The Chinese Ministry of Industry and Information Technology has approved the production of the Tesla Model 3 with LFP (lithium-iron-phosphate or LiFePO4) batteries at the Giga Shanghai factory. The cells in this pack will be supplied by the giant CATL, and will initially altogether dispense with cobalt.
Under the NEDC approval cycle (currently in disuse in Europe, but still in force in China), the new Model 3 with LFP batteries will have a range of 468 km per charge. Exceeding the 445 km achieved by the Model 3 Standard Range Plus RWD with NCM 811 cells of LG Chem origin manufactured so far in China. As can be seen, the difference is not significant, but it is evident.

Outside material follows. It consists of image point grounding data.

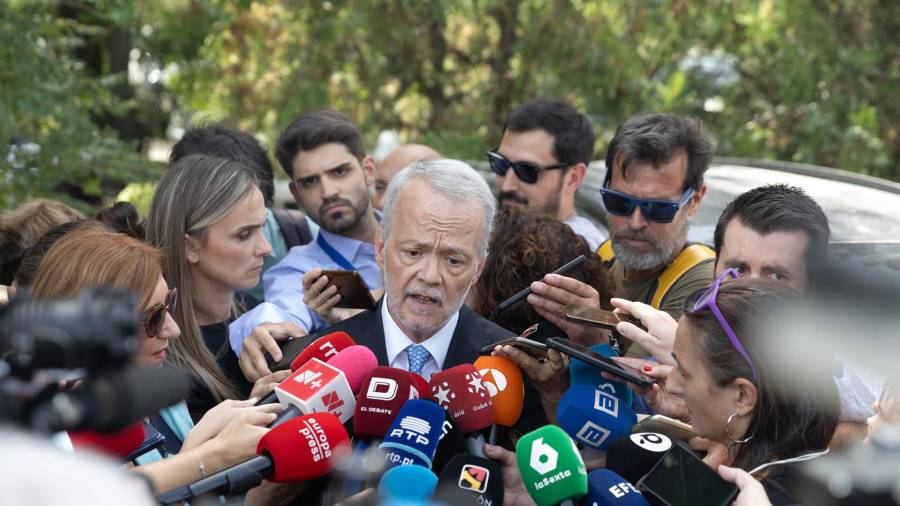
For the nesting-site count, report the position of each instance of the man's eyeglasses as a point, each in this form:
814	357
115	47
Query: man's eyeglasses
708	301
660	211
156	316
526	172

The energy density at the pack level is estimated at 125 Wh/kg. At the moment, its capacity is unknown, although it is expected to be between 50 kWh and 60 kWh useful. Its approved consumption is 12.6 kWh per 100 km (NEDC), while its top speed is 225 km/h. The electric motor yields 275 hp (202 kW) with 404 Nm of torque, while the curb weight is 1,745 kg.

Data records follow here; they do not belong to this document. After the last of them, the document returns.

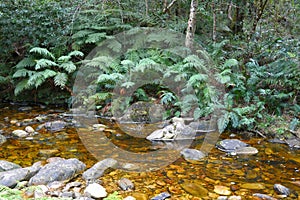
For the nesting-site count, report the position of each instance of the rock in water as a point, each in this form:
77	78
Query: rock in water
194	189
280	189
60	170
6	166
125	184
12	177
192	154
229	145
98	169
95	190
244	151
20	133
55	125
161	196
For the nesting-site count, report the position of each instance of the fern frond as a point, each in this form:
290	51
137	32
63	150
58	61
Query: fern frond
42	52
68	66
22	73
60	79
22	85
95	37
43	63
25	62
76	53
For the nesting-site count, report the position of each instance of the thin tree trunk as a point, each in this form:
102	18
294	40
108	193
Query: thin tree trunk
147	7
214	35
258	15
190	32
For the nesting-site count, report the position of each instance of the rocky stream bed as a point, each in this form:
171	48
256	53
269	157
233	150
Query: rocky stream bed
42	156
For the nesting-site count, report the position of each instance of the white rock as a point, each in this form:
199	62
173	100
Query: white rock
95	190
29	129
20	133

By using cheaper batteries, the new Model 3 Standard Range Plus RWD will probably be less expensive than the one sold so far despite having a more extended range. Also, possibly the new cells will allow Tesla to improve the already high-profit margin of Model 3.

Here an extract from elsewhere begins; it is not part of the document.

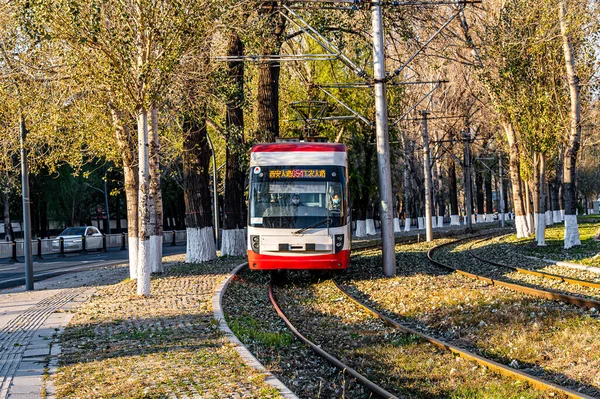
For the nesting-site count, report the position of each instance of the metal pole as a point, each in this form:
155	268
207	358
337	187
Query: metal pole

Although LG Chem’s current Standard Range Plus RWD with NCM 811 batteries will disappear from the range, these cells will continue to be used in the Long Range RWD, which recently started in production Giga Shanghai. This model achieves an autonomy of 668 km NEDC, marking the distances with its younger brother.
The Model 3 LFP batteries will be safer and more durable in addition to offering a lower cost. In the future, it is worth wondering if this interesting version will reach markets such as Europe, where the Tesla Model 3 has already become one of the best-selling cars of the moment (also including thermal vehicles, not only electric vehicles).